Kraken, one of the largest cryptocurrency exchanges by volume, is facing scrutiny from the U.S. Securities and Exchange Commission (SEC). This is not the first time the crypto exchange has had run-ins with regulators.
Cryptocurrency exchange Kraken has come under the Securities and Exchange Commission (SEC) radar. The regulator is looking at whether the said exchange offered unregistered securities to American clients.
A Bloomberg report on Feb. 9 asserted that the investigation had reached an “advanced stage.” Although the details remain blurry, a settlement could soon be reached.

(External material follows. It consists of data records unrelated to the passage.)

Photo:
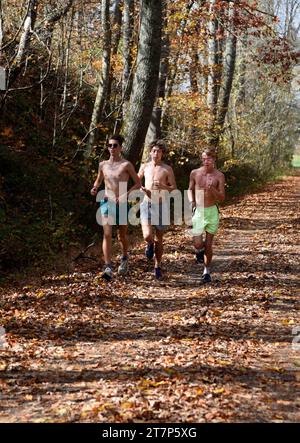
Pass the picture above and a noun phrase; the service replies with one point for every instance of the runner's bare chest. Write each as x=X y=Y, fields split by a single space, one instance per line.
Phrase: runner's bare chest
x=203 y=180
x=115 y=171
x=156 y=173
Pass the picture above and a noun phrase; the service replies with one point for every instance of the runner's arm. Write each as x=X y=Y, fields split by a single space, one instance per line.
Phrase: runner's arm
x=191 y=190
x=98 y=180
x=218 y=191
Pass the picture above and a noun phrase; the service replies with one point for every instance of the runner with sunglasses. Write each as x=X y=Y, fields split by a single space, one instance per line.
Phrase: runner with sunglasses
x=116 y=171
x=205 y=212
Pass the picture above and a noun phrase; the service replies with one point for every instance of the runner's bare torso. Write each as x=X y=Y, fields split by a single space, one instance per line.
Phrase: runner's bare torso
x=158 y=177
x=114 y=173
x=205 y=181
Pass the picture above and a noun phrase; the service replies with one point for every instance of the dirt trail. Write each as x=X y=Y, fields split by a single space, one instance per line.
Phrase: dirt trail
x=172 y=351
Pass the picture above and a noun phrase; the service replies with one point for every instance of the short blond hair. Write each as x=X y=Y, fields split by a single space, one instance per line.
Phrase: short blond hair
x=210 y=152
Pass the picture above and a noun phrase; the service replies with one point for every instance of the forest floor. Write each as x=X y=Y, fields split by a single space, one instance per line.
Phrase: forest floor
x=77 y=349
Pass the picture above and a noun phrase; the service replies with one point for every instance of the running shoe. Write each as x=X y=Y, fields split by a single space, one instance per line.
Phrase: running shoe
x=200 y=256
x=123 y=268
x=157 y=273
x=107 y=274
x=149 y=251
x=206 y=278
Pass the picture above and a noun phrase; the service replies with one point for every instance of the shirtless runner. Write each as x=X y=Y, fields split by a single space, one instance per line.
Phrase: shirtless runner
x=212 y=182
x=158 y=177
x=115 y=172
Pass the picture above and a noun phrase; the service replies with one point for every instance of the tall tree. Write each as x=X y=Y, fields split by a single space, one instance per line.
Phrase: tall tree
x=228 y=74
x=104 y=76
x=145 y=79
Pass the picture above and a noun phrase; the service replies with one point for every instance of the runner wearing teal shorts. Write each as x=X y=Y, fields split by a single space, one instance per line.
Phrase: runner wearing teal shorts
x=206 y=189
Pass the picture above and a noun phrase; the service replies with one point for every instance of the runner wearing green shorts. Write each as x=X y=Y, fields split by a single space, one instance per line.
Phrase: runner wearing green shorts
x=115 y=172
x=206 y=189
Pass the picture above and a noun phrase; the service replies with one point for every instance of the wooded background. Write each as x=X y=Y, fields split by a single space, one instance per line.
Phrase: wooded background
x=194 y=73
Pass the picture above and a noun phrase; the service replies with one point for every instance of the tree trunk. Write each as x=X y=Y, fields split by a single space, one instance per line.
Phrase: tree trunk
x=2 y=69
x=212 y=63
x=145 y=80
x=128 y=23
x=228 y=74
x=104 y=77
x=46 y=32
x=155 y=127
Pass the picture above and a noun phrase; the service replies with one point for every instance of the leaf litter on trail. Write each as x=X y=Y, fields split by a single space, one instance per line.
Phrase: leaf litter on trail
x=80 y=349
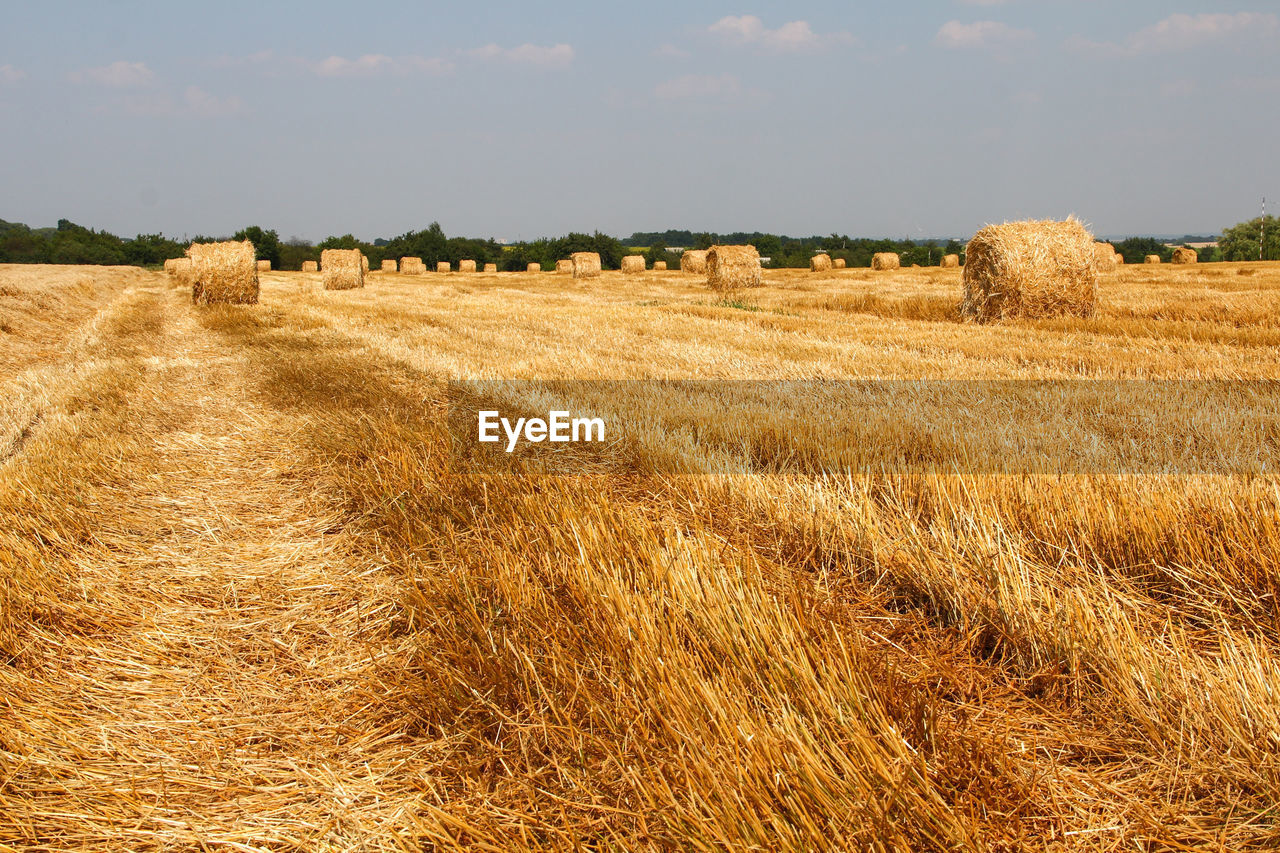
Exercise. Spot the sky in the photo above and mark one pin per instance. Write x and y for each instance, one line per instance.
(517, 121)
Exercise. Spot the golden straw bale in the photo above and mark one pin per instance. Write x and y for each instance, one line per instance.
(585, 264)
(342, 269)
(730, 268)
(223, 273)
(693, 261)
(1032, 269)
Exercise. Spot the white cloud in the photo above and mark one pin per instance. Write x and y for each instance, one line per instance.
(981, 35)
(792, 36)
(552, 56)
(118, 74)
(698, 86)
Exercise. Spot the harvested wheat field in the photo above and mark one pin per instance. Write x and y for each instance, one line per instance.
(256, 594)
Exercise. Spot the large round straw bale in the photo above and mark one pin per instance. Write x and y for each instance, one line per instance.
(585, 264)
(730, 268)
(1031, 269)
(343, 269)
(693, 261)
(223, 273)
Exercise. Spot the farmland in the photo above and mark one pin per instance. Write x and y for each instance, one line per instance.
(254, 596)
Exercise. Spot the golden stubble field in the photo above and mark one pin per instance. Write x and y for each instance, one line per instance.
(251, 600)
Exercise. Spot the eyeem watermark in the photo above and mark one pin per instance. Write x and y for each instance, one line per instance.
(560, 427)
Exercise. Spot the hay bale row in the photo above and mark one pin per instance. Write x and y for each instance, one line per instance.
(585, 264)
(1032, 269)
(886, 261)
(343, 269)
(730, 268)
(693, 261)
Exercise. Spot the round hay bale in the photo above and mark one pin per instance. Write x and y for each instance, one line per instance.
(730, 268)
(343, 269)
(1033, 269)
(585, 264)
(223, 273)
(693, 261)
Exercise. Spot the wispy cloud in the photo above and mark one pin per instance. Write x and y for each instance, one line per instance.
(551, 56)
(981, 35)
(795, 36)
(118, 74)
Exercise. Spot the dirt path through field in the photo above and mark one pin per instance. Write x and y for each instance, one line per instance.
(219, 688)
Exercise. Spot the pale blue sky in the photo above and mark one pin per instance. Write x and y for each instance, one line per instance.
(519, 119)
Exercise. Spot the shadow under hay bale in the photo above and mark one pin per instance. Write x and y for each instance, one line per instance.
(223, 273)
(1031, 269)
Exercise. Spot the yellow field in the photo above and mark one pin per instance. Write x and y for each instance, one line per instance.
(254, 597)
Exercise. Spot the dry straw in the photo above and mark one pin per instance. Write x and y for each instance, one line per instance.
(585, 264)
(1032, 269)
(342, 269)
(693, 261)
(223, 273)
(730, 268)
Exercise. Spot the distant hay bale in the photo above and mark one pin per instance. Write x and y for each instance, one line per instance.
(585, 264)
(343, 269)
(730, 268)
(693, 261)
(1033, 269)
(223, 273)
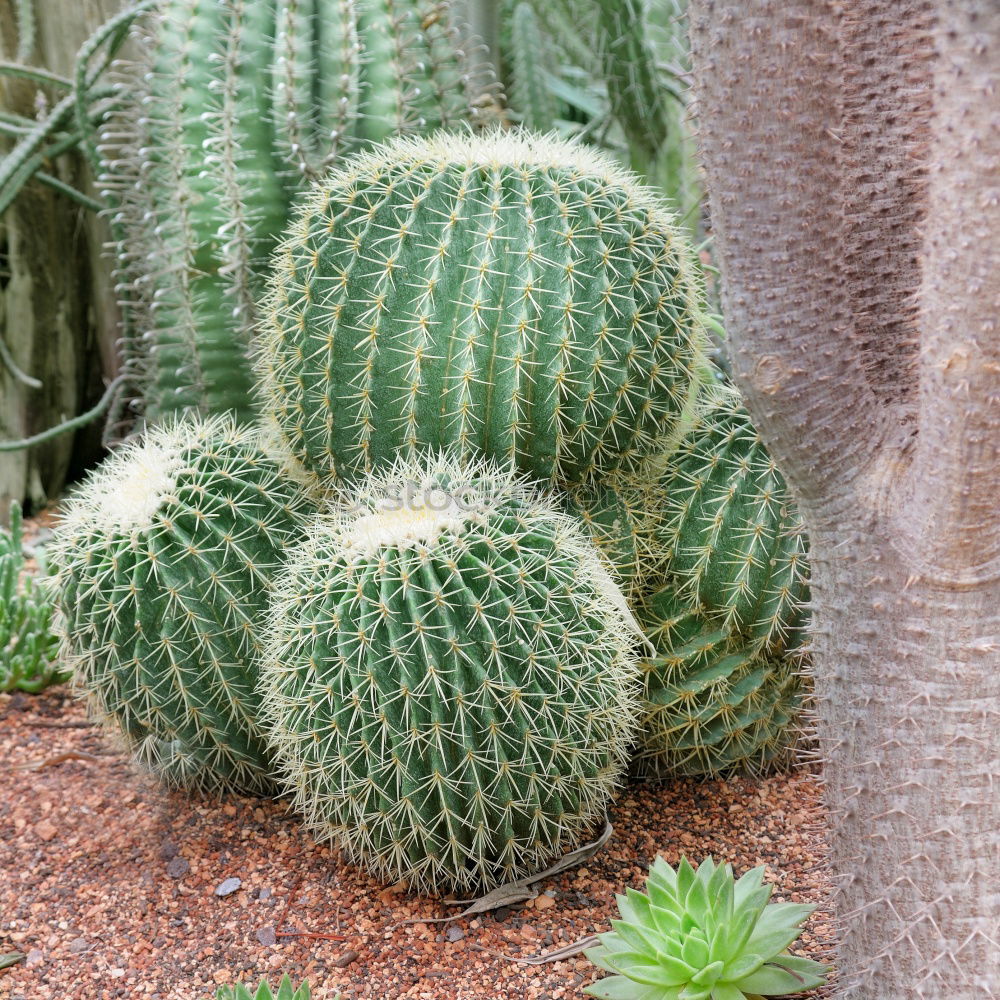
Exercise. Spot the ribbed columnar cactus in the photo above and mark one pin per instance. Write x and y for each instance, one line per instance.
(450, 679)
(508, 295)
(734, 538)
(712, 703)
(164, 563)
(235, 105)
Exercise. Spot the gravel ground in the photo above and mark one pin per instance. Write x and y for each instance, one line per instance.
(108, 883)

Risks involved in trading unregistered securities
Securities are considered higher risk because they are not subject to the same level of regulatory oversight as other financial instruments. Nevertheless, Dave Ripley, the new CEO at Kraken, wouldn’t register with the SEC despite calls from chairman Gary Gensler for crypto platforms to do so. Binance, the largest crypto exchange, has also faced repercussions for trading unregistered securities.
Once the investigation is complete and the SEC releases any findings, it’s easier to say the outcome. The investigation could lead to fines, penalties, or other punishments if the SEC finds violations of securities laws.
Kraken is currently the third largest crypto exchange by volume on CoinMarketCap. Needless to say, the ongoing probe from regulators is not a good look for the industry. Just two months ago, Kraken settled a case with OFAC over sanctions violations and paid a $362,000 penalty.
Harsh macro conditions
The crypto market suffered a severe winter last year following the collapse of institutions such as FTX. This affected many exchanges, including Kraken. The platform recently laid off 30% of its workforce.
Allegedly, the reduction was independent of events like the FTX implosion, according to the head of the strategy at Kraken.
BeInCrypto has reached out to company or individual involved in the story to get an official statement about the recent developments, but it has yet to hear back.